Навстречу им бежали люди с головнями. Пламенем полыхнуло дикое просо. Синевато-румяные челюсти жара набросились на слепнущих крыс, и те, не прекращая взаимной грызни, отхлынули к прогалинам и Давидице. Оголтелые, продирались сквозь горящий сушняк, отыскивали в нем проходы, пытались добраться до людей, заскочить в село.

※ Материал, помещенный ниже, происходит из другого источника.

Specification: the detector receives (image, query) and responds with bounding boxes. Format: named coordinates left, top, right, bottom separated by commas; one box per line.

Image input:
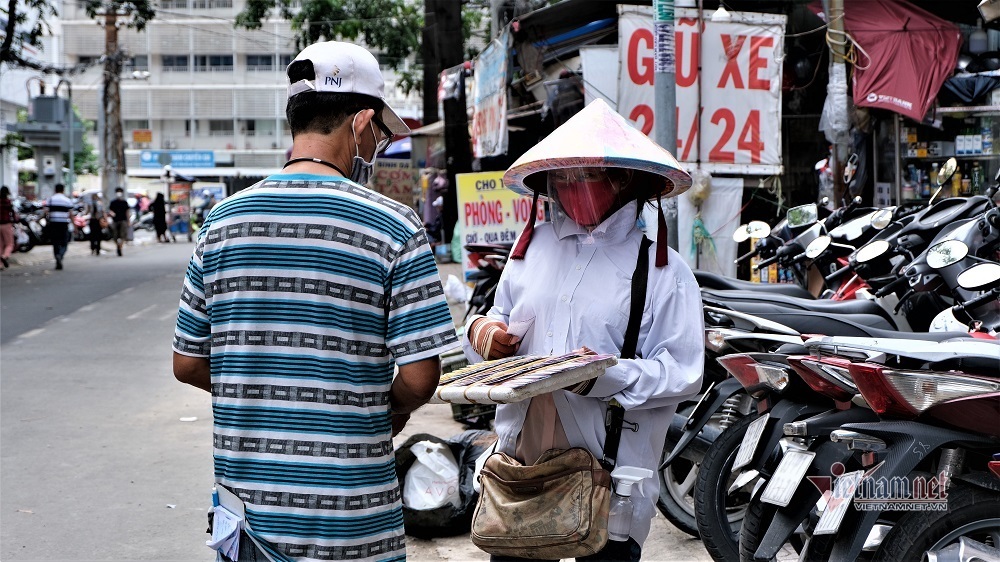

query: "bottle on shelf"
left=608, top=466, right=653, bottom=542
left=963, top=160, right=986, bottom=197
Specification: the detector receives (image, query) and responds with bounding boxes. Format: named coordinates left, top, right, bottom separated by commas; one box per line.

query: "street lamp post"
left=56, top=78, right=76, bottom=193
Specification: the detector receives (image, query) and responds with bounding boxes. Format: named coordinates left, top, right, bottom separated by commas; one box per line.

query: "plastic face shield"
left=547, top=168, right=626, bottom=235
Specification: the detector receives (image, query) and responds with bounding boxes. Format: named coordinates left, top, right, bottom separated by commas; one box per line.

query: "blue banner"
left=139, top=150, right=215, bottom=168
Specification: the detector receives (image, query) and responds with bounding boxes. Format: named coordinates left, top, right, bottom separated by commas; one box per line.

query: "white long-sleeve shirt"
left=463, top=203, right=704, bottom=544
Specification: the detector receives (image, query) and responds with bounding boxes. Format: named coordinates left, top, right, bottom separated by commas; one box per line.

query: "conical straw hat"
left=503, top=98, right=691, bottom=200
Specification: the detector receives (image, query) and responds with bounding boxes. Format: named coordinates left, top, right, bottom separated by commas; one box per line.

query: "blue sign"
left=139, top=150, right=215, bottom=168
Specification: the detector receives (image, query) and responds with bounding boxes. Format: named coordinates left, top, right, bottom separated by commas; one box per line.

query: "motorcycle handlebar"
left=951, top=287, right=1000, bottom=310
left=733, top=249, right=760, bottom=263
left=753, top=254, right=778, bottom=271
left=823, top=265, right=851, bottom=283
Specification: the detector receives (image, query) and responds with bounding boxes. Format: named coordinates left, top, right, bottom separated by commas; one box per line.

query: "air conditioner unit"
left=979, top=0, right=1000, bottom=22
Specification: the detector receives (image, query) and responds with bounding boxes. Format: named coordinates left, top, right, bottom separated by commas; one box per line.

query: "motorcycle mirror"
left=733, top=221, right=771, bottom=244
left=786, top=203, right=819, bottom=228
left=935, top=156, right=958, bottom=186
left=806, top=234, right=833, bottom=260
left=927, top=240, right=971, bottom=269
left=872, top=207, right=896, bottom=230
left=958, top=262, right=1000, bottom=291
left=854, top=236, right=890, bottom=263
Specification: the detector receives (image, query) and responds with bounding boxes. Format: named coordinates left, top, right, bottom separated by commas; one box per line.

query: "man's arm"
left=389, top=357, right=441, bottom=414
left=174, top=351, right=211, bottom=392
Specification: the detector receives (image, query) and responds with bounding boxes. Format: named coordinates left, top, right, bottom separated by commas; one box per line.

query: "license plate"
left=684, top=383, right=715, bottom=430
left=760, top=450, right=816, bottom=507
left=813, top=470, right=865, bottom=535
left=733, top=414, right=768, bottom=472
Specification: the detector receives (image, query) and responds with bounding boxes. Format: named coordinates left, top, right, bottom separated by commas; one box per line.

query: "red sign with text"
left=618, top=6, right=786, bottom=175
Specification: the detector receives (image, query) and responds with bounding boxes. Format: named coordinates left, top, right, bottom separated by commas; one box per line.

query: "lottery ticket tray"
left=430, top=355, right=618, bottom=404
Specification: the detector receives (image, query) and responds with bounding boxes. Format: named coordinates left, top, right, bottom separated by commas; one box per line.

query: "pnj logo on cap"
left=323, top=66, right=344, bottom=88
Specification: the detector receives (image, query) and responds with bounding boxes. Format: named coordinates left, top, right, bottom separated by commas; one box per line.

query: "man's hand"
left=392, top=414, right=410, bottom=437
left=174, top=351, right=212, bottom=392
left=469, top=317, right=521, bottom=359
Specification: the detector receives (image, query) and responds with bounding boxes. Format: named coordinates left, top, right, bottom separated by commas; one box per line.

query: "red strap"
left=656, top=198, right=667, bottom=267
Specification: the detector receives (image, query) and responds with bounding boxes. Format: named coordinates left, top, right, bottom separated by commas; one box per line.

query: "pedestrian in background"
left=87, top=193, right=108, bottom=256
left=173, top=41, right=457, bottom=561
left=108, top=187, right=129, bottom=256
left=149, top=193, right=170, bottom=242
left=44, top=183, right=73, bottom=269
left=0, top=185, right=19, bottom=269
left=462, top=99, right=704, bottom=562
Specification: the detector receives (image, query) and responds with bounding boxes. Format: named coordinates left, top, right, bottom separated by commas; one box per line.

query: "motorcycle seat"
left=693, top=269, right=815, bottom=299
left=729, top=302, right=899, bottom=337
left=701, top=290, right=896, bottom=329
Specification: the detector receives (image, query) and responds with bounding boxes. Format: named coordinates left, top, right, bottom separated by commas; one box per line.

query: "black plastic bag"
left=396, top=430, right=497, bottom=539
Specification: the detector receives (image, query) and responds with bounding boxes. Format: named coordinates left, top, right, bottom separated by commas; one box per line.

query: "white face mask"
left=350, top=112, right=378, bottom=185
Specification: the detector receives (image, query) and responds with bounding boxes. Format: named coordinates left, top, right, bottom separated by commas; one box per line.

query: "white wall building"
left=60, top=0, right=421, bottom=188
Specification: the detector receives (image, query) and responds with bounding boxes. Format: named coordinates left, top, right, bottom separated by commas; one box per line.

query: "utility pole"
left=823, top=0, right=851, bottom=207
left=101, top=10, right=125, bottom=201
left=420, top=0, right=442, bottom=125
left=438, top=0, right=472, bottom=245
left=653, top=0, right=680, bottom=250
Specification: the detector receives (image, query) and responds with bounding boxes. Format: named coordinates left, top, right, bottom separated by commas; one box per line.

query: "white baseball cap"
left=285, top=41, right=410, bottom=135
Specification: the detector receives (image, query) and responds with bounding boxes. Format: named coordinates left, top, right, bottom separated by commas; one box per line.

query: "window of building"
left=122, top=119, right=149, bottom=131
left=125, top=55, right=149, bottom=72
left=208, top=119, right=233, bottom=137
left=194, top=55, right=233, bottom=72
left=160, top=55, right=188, bottom=72
left=247, top=55, right=274, bottom=71
left=191, top=0, right=233, bottom=10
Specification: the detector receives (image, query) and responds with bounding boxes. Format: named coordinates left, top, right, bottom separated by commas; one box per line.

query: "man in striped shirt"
left=173, top=42, right=457, bottom=561
left=45, top=183, right=73, bottom=269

И вдруг на ослепшие почти легионы со скрипом устремились Карповы давилки. Так же внезапно между крысами и давилками вынырнул из дыма Исайло, живая сторона лица искажена злобой, другая оставалась неподвижной – окаменелая собственность смерти, кусок с ее трапезы, сквозь которую проходит столетиями все сущее, с первого червяка до последнего нашего предка. Если я и сейчас не ошибаюсь, он пытался возглавить легионы и вести их на дома и людей. А может, я заблуждался. Видевшие его полагали, что он пытается преградить крысам дорогу своим полуживым телом. Если это был Адофонис, князь или царь бесчисленных челюстей, то крысиные орды с сатанинской злобой в черных сердцах своих провозгласили его презренным изменником: нашего рода, но будь ты проклят, тебе не выбраться из людского обличья! Крысы настигли его и зацепились за мертвую ногу, начали карабкаться к живому телу. Никто даже не пытался ему помочь – было невозможно. Женщины, Долгая Руса, Гора и старуха Угра, держали Рахилу, чтоб она в безумии не стала добычей крыс, явившихся из ниоткуда в новой попытке завоевать землю, кусок за куском, люто ненавидя все на этой земле – человека, растения, зверя. Исайло опамятовался, но слишком поздно. Здоровой рукой сдирал крыс с себя, со своей кровоточащей плоти, умирал остававшейся в живых частью. Упал, обессиленный, наземь и покатился, подобно давилке Карповой. Лежал ничком, зажатый челюстями и ощетиненными хребтами, шевелясь все слабей и слабей. Крысы рвали ему шейные жилы, залезали внутрь, и через миг от него остались лишь безымянные кости да оголенный череп. Дым с полыхающего дикого проса накрыл скелет. И крыс возле него. Вместе с дымом подходили новые зубастые отряды, вслепую спешили под Карповы давилки, чтобы превратиться в бесформенное месиво костей и мяса.